A federal district court in Louisiana in February struck down the state’s House and Senate districts, finding that the plaintiffs — a group of Black voters and civil rights groups who sued in 2022 — sufficiently demonstrated that the legislative maps violate Section 2. The state later appealed to the 5th Circuit.

Louisiana officials in April filed a petition for a 5th Circuit hearing en banc — “en banc” means the entire court — following a ruling from the 8th U.S Circuit Court of Appeals in a separate case which held that private litigants can no longer bring lawsuits under Section 2, only the U.S. attorney general. 

They’re now seeking the same conclusion the 8th Circuit reached about whether private individuals or groups can challenge maps under Section 2. The petition says the 8th Circuit’s decision “rightly concluded that Section 2 does not contain an implied private right of action.”
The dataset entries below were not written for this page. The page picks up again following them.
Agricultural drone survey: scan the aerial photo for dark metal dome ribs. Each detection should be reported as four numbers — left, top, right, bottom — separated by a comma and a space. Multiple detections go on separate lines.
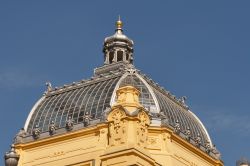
25, 70, 211, 149
26, 75, 121, 134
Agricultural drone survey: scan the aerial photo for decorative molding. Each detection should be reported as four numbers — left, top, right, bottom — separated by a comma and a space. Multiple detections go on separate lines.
147, 137, 161, 150
174, 153, 198, 166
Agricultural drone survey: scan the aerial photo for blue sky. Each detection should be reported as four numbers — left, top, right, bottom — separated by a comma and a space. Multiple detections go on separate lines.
0, 1, 249, 165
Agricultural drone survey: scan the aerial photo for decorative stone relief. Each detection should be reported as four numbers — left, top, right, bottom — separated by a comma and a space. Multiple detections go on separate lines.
108, 109, 127, 146
107, 85, 151, 149
98, 128, 108, 146
137, 111, 150, 147
147, 137, 161, 150
162, 133, 172, 153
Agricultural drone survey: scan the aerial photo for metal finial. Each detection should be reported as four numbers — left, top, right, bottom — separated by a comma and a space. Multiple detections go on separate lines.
5, 144, 19, 166
116, 15, 123, 30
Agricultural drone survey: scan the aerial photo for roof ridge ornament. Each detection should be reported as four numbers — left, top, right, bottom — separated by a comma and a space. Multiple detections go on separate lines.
44, 82, 52, 95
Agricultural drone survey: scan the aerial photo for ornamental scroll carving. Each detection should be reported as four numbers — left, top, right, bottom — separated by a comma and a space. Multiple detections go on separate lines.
107, 107, 151, 148
108, 109, 127, 146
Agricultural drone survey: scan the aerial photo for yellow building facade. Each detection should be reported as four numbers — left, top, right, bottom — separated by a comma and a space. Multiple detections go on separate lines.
5, 19, 223, 166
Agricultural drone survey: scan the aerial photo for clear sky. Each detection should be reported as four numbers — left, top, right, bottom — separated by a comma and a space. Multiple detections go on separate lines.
0, 1, 249, 165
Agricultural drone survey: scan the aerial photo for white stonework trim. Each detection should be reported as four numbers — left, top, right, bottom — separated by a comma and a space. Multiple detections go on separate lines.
110, 72, 160, 114
189, 110, 213, 146
110, 73, 129, 106
24, 96, 46, 131
135, 73, 160, 113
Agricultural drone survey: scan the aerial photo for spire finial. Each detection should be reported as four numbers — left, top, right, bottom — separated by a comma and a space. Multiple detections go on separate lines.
116, 15, 123, 30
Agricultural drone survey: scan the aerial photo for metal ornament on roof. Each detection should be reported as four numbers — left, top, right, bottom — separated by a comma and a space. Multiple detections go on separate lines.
195, 134, 202, 147
5, 144, 19, 166
49, 121, 56, 135
125, 68, 136, 74
180, 96, 189, 108
65, 116, 74, 131
211, 145, 221, 160
32, 125, 41, 139
184, 127, 191, 141
174, 120, 181, 134
45, 82, 52, 95
83, 112, 91, 127
205, 140, 211, 153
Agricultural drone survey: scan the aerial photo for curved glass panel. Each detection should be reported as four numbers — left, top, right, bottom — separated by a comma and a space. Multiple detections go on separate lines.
119, 74, 157, 111
26, 76, 121, 134
152, 87, 209, 145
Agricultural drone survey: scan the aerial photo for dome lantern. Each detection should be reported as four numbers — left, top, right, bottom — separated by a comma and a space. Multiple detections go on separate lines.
103, 17, 134, 65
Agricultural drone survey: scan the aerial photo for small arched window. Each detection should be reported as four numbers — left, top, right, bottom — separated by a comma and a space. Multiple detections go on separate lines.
109, 51, 114, 64
117, 51, 123, 62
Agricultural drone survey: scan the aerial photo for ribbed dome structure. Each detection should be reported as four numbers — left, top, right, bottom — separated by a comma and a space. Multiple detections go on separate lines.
21, 18, 221, 160
25, 68, 211, 146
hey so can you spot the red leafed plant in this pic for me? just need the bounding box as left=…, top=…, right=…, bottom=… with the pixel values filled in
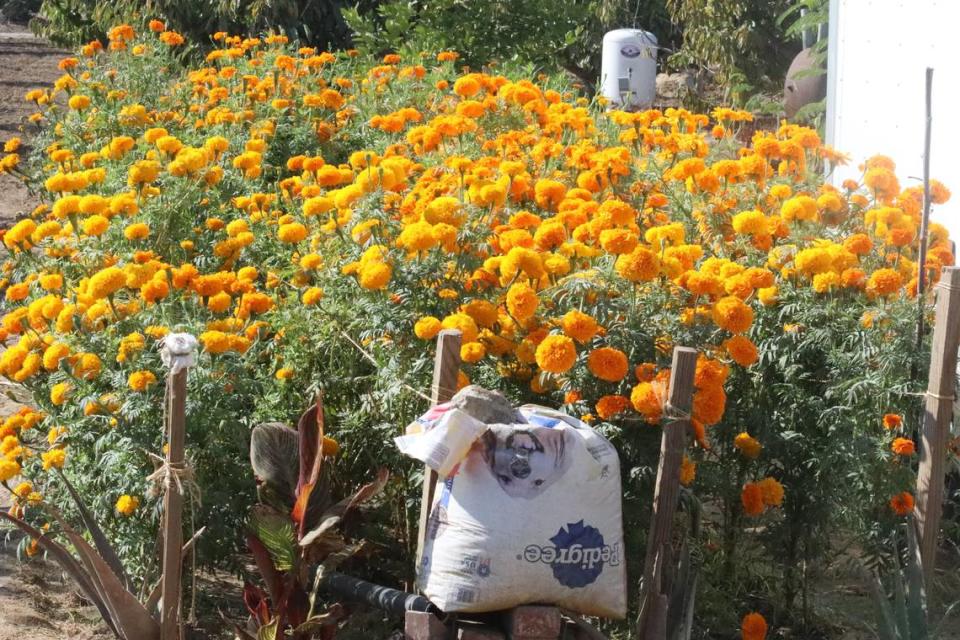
left=239, top=393, right=388, bottom=640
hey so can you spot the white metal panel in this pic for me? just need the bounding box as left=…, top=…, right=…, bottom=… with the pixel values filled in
left=827, top=0, right=960, bottom=240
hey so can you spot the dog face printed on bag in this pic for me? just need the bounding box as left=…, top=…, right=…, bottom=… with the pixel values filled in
left=480, top=425, right=573, bottom=498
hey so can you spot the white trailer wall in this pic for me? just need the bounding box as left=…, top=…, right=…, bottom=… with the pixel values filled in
left=826, top=0, right=960, bottom=240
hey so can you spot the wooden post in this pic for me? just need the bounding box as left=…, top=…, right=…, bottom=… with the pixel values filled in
left=414, top=329, right=462, bottom=584
left=636, top=346, right=697, bottom=639
left=160, top=367, right=188, bottom=640
left=916, top=266, right=960, bottom=581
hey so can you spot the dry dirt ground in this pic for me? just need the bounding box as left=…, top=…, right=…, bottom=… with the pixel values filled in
left=0, top=22, right=114, bottom=640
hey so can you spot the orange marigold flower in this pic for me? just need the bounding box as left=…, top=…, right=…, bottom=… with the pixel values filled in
left=866, top=268, right=903, bottom=296
left=506, top=282, right=539, bottom=321
left=890, top=491, right=914, bottom=516
left=128, top=370, right=157, bottom=392
left=757, top=477, right=784, bottom=506
left=630, top=381, right=665, bottom=423
left=712, top=296, right=754, bottom=334
left=615, top=246, right=660, bottom=282
left=679, top=456, right=696, bottom=486
left=741, top=612, right=768, bottom=640
left=596, top=394, right=630, bottom=420
left=734, top=432, right=762, bottom=459
left=882, top=413, right=903, bottom=430
left=560, top=309, right=598, bottom=343
left=535, top=334, right=577, bottom=374
left=891, top=437, right=915, bottom=456
left=724, top=335, right=758, bottom=367
left=586, top=347, right=628, bottom=382
left=843, top=233, right=873, bottom=255
left=741, top=483, right=765, bottom=516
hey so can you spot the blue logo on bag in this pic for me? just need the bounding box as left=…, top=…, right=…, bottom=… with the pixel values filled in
left=521, top=520, right=620, bottom=588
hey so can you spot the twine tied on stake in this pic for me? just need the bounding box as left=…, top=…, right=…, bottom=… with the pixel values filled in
left=145, top=451, right=202, bottom=506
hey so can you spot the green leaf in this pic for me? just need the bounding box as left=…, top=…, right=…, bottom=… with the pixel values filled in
left=249, top=506, right=297, bottom=572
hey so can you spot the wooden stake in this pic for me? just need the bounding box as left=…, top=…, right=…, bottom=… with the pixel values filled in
left=414, top=329, right=462, bottom=586
left=637, top=346, right=697, bottom=639
left=916, top=267, right=960, bottom=582
left=160, top=367, right=188, bottom=640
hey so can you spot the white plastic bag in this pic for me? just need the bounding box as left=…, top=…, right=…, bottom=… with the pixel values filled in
left=398, top=388, right=626, bottom=618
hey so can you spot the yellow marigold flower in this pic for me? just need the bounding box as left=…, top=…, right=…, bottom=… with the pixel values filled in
left=82, top=215, right=110, bottom=236
left=734, top=432, right=762, bottom=459
left=275, top=367, right=294, bottom=380
left=207, top=291, right=232, bottom=313
left=812, top=272, right=840, bottom=294
left=128, top=370, right=157, bottom=392
left=780, top=195, right=818, bottom=222
left=302, top=287, right=323, bottom=305
left=586, top=347, right=628, bottom=382
left=13, top=481, right=32, bottom=499
left=358, top=261, right=392, bottom=290
left=440, top=313, right=479, bottom=343
left=460, top=341, right=486, bottom=364
left=50, top=381, right=72, bottom=406
left=535, top=334, right=577, bottom=374
left=300, top=253, right=323, bottom=270
left=42, top=342, right=70, bottom=371
left=124, top=223, right=150, bottom=240
left=39, top=273, right=63, bottom=290
left=731, top=209, right=768, bottom=235
left=5, top=282, right=29, bottom=301
left=278, top=222, right=307, bottom=243
left=0, top=458, right=21, bottom=481
left=757, top=286, right=779, bottom=306
left=72, top=353, right=102, bottom=380
left=68, top=94, right=91, bottom=110
left=414, top=316, right=442, bottom=340
left=88, top=266, right=126, bottom=300
left=115, top=494, right=140, bottom=516
left=461, top=300, right=498, bottom=328
left=41, top=448, right=66, bottom=471
left=615, top=246, right=660, bottom=282
left=199, top=330, right=232, bottom=354
left=506, top=282, right=538, bottom=321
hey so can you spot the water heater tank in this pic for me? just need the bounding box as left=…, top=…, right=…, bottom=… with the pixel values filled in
left=600, top=29, right=658, bottom=108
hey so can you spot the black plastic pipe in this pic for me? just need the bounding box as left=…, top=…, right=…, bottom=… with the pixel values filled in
left=320, top=571, right=439, bottom=618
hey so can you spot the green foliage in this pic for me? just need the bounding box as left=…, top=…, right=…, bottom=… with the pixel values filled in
left=666, top=0, right=799, bottom=96
left=31, top=0, right=368, bottom=48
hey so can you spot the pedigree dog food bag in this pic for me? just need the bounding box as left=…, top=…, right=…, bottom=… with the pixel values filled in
left=396, top=386, right=626, bottom=618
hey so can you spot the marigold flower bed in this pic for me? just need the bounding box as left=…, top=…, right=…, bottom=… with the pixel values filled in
left=0, top=22, right=952, bottom=631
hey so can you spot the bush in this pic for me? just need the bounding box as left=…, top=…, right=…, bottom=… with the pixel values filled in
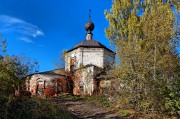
left=160, top=82, right=180, bottom=116
left=0, top=95, right=9, bottom=119
left=0, top=96, right=72, bottom=119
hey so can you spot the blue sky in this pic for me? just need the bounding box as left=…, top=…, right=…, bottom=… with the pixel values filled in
left=0, top=1, right=180, bottom=72
left=0, top=0, right=114, bottom=72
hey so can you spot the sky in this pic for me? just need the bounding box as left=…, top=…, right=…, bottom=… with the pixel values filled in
left=0, top=0, right=114, bottom=72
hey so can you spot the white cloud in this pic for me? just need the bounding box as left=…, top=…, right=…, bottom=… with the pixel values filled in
left=33, top=30, right=44, bottom=38
left=19, top=37, right=33, bottom=43
left=0, top=15, right=24, bottom=26
left=0, top=15, right=44, bottom=43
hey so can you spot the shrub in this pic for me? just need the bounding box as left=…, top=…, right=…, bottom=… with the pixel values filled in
left=0, top=95, right=9, bottom=119
left=4, top=96, right=72, bottom=119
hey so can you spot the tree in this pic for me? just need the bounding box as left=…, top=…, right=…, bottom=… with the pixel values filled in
left=105, top=0, right=180, bottom=115
left=0, top=34, right=7, bottom=55
left=54, top=50, right=68, bottom=68
left=0, top=35, right=38, bottom=96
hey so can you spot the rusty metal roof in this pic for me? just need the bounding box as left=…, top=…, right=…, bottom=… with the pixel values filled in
left=67, top=39, right=115, bottom=53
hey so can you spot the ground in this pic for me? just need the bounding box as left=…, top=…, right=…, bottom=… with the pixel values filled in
left=51, top=95, right=123, bottom=119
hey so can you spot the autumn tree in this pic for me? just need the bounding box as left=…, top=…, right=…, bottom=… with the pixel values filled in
left=54, top=50, right=68, bottom=68
left=105, top=0, right=180, bottom=115
left=0, top=34, right=7, bottom=55
left=0, top=35, right=38, bottom=96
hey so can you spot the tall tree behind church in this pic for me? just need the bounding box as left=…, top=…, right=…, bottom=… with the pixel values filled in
left=105, top=0, right=180, bottom=114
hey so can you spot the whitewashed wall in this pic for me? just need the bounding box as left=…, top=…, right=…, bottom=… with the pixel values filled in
left=80, top=66, right=94, bottom=95
left=65, top=48, right=82, bottom=71
left=103, top=49, right=115, bottom=68
left=82, top=48, right=104, bottom=68
left=65, top=48, right=104, bottom=71
left=65, top=47, right=115, bottom=72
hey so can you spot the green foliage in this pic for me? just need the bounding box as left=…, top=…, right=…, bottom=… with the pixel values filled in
left=79, top=63, right=84, bottom=68
left=84, top=96, right=111, bottom=108
left=58, top=94, right=111, bottom=108
left=105, top=0, right=180, bottom=116
left=119, top=109, right=130, bottom=117
left=0, top=96, right=72, bottom=119
left=0, top=95, right=9, bottom=119
left=0, top=58, right=19, bottom=95
left=0, top=55, right=37, bottom=96
left=160, top=78, right=180, bottom=115
left=0, top=35, right=57, bottom=119
left=0, top=35, right=39, bottom=95
left=0, top=34, right=7, bottom=54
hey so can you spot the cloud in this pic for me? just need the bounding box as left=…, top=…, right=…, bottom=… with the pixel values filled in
left=19, top=37, right=33, bottom=43
left=0, top=15, right=44, bottom=43
left=33, top=30, right=44, bottom=38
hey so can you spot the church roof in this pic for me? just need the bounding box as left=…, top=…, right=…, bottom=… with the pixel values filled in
left=26, top=68, right=66, bottom=77
left=38, top=68, right=66, bottom=76
left=67, top=39, right=115, bottom=53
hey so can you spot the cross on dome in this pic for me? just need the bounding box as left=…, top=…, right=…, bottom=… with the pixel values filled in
left=85, top=9, right=95, bottom=40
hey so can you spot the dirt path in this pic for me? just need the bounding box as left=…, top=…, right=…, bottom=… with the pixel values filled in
left=51, top=97, right=123, bottom=119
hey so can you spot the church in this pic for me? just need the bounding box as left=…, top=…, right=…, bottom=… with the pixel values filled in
left=25, top=20, right=115, bottom=96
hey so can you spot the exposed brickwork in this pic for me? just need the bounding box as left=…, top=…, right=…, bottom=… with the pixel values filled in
left=25, top=69, right=72, bottom=97
left=25, top=38, right=115, bottom=97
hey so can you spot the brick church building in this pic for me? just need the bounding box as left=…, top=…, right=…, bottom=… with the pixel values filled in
left=25, top=20, right=115, bottom=97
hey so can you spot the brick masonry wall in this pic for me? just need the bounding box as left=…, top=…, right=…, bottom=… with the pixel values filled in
left=26, top=74, right=68, bottom=96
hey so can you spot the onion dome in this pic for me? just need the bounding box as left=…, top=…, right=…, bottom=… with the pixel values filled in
left=85, top=21, right=95, bottom=34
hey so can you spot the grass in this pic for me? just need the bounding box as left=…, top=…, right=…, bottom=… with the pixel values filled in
left=58, top=94, right=111, bottom=108
left=57, top=94, right=180, bottom=119
left=1, top=95, right=73, bottom=119
left=83, top=96, right=111, bottom=108
left=119, top=109, right=130, bottom=117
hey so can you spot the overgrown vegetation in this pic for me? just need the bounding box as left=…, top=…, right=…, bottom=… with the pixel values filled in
left=0, top=96, right=72, bottom=119
left=0, top=35, right=73, bottom=119
left=104, top=0, right=180, bottom=118
left=58, top=94, right=111, bottom=108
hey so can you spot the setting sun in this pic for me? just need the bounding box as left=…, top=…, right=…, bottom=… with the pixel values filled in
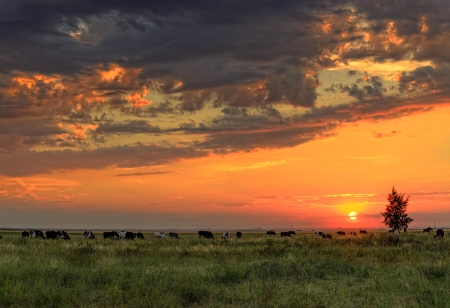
left=349, top=212, right=357, bottom=220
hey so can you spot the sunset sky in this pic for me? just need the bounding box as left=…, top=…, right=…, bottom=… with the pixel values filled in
left=1, top=1, right=449, bottom=229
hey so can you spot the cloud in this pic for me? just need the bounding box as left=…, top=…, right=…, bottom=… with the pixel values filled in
left=372, top=130, right=400, bottom=138
left=114, top=171, right=170, bottom=177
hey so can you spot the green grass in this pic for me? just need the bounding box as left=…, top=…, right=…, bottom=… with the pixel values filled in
left=0, top=231, right=449, bottom=307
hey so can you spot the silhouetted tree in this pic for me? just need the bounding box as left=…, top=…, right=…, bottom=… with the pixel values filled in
left=381, top=187, right=414, bottom=232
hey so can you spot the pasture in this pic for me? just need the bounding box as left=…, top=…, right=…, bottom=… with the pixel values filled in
left=0, top=230, right=449, bottom=307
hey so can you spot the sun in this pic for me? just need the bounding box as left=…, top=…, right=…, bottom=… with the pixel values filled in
left=349, top=211, right=357, bottom=220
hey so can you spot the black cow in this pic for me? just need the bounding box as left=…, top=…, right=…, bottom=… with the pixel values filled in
left=125, top=232, right=135, bottom=240
left=169, top=232, right=179, bottom=239
left=435, top=229, right=444, bottom=239
left=46, top=230, right=59, bottom=239
left=83, top=230, right=95, bottom=239
left=22, top=231, right=30, bottom=238
left=337, top=231, right=345, bottom=236
left=236, top=231, right=242, bottom=239
left=423, top=227, right=433, bottom=233
left=266, top=231, right=276, bottom=236
left=321, top=233, right=332, bottom=239
left=281, top=231, right=291, bottom=237
left=198, top=230, right=214, bottom=239
left=30, top=230, right=45, bottom=239
left=136, top=232, right=145, bottom=239
left=288, top=231, right=296, bottom=235
left=0, top=235, right=2, bottom=239
left=103, top=231, right=119, bottom=239
left=360, top=230, right=368, bottom=234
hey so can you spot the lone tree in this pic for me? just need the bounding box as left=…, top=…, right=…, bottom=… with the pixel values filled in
left=381, top=187, right=414, bottom=232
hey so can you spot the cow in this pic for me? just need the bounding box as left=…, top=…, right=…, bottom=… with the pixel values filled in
left=198, top=230, right=214, bottom=239
left=103, top=231, right=119, bottom=239
left=83, top=230, right=95, bottom=239
left=350, top=231, right=357, bottom=236
left=169, top=232, right=179, bottom=239
left=315, top=231, right=324, bottom=237
left=58, top=230, right=70, bottom=240
left=372, top=232, right=378, bottom=237
left=22, top=231, right=30, bottom=238
left=236, top=231, right=242, bottom=239
left=337, top=231, right=346, bottom=236
left=280, top=231, right=291, bottom=237
left=30, top=230, right=45, bottom=239
left=118, top=231, right=127, bottom=239
left=154, top=232, right=166, bottom=238
left=136, top=232, right=145, bottom=239
left=423, top=227, right=433, bottom=233
left=266, top=230, right=276, bottom=236
left=360, top=230, right=368, bottom=234
left=321, top=233, right=332, bottom=239
left=288, top=231, right=296, bottom=236
left=434, top=229, right=444, bottom=239
left=222, top=231, right=230, bottom=239
left=46, top=230, right=59, bottom=239
left=124, top=232, right=135, bottom=240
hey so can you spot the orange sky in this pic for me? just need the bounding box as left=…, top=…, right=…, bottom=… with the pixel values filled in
left=1, top=2, right=450, bottom=229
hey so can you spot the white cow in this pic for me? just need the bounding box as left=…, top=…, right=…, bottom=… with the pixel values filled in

In a May 3 order, the federal district court said if the Legislature didn’t pass a VRA-compliant map by the time the legislative session ends on June 3, the court would grant the plaintiffs’ motion to have the court schedule deadlines for remedial proceedings. “The pending appellate review does not absolve the Defendants (the state) of their obligation to comply with this Court’s Order,” the court said.

A 5th Circuit ruling that the plaintiffs have no right to sue could jeopardize the plaintiffs’ standing in this case and potentially impact other redistricting cases in Louisiana, Mississippi, and Texas — all states that the 5th Circuit covers. 

Last year, the 5th Circuit declined a request from Louisiana Republicans to reconsider its own VRA precedent in a lawsuit challenging Louisiana’s congressional maps. The petition asked the 5th Circuit to reconsider the ability of private parties to sue under Section 2 in the wake of the 8th Circuit ruling.

The court has in the past year demonstrated an alarming trend of rehearing cases with pro-democratic rulings. While Louisiana officials did not ask for a rehearing in this case, they’re seeking a ruling that would make it more difficult for voting rights groups and individual voters to challenge maps they believe are unfair.